経済規模が縮小傾向にある中で、これまでのGDP成長だけを追求する施策によって経済規模の拡大をめざすのではなく、QOL向上およびウェルビーイングを見据えた施策により国民の満足度や幸福度を上げて生産性や活力を向上、多様な人々の活躍も含めて好循環を作り、将来に向けての持続可能な社会を作る、という方針はなかなか共感できます。ただし、それには、高齢者対策や家庭と仕事の充実、多様な雇用形態への対応、多様な人材の受け入れ、持続可能な開発目標(SDGs)への対応など数多くの課題解決が必要と考えられます。
企業にとっては、社員のQOL向上およびそれを持続するウェルビーイングを実現することで生産性が向上する、生産性が向上すればさらに社員のウェルビーイングに貢献できる、という「好循環」を頭に入れ、「人を大切に」「個人個人の個性や意志を生かした」企業づくりに努めましょう。なお、社員のQOL向上およびウェルビーイングに関しては、毎年更新される先述の「満足度・生活の質に関する調査」結果が大いに参考になります。この人材不足と不景気の中で、社員のウェルビーイングの実現のためには、ITによる効率化を取り入れていくのが賢いでしょう。ITツールによる自動化、各種システムの導入、セキュリティ強化など、最寄りのベンダーや相談窓口に相談するとよいでしょう。

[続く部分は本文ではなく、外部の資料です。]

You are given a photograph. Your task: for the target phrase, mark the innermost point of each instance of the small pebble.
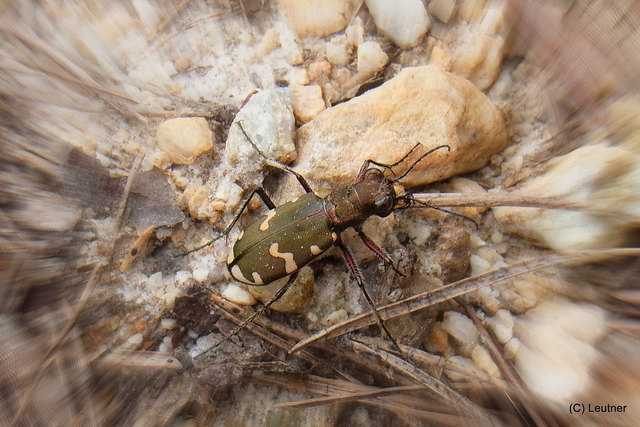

「急がば回れ」という言葉があります。直接数字に響く生産性向上も大事ですが、今回述べたQOL向上およびウェルビーイングの「好循環」をよく踏まえ、社員の満足感、幸せを大切にしていきましょう。もちろん、人それぞれ満足や幸せを感じるところが違います。心に寄り添い、多様性を受け入れ、共に生きていく姿勢で、明日を作っていきましょう。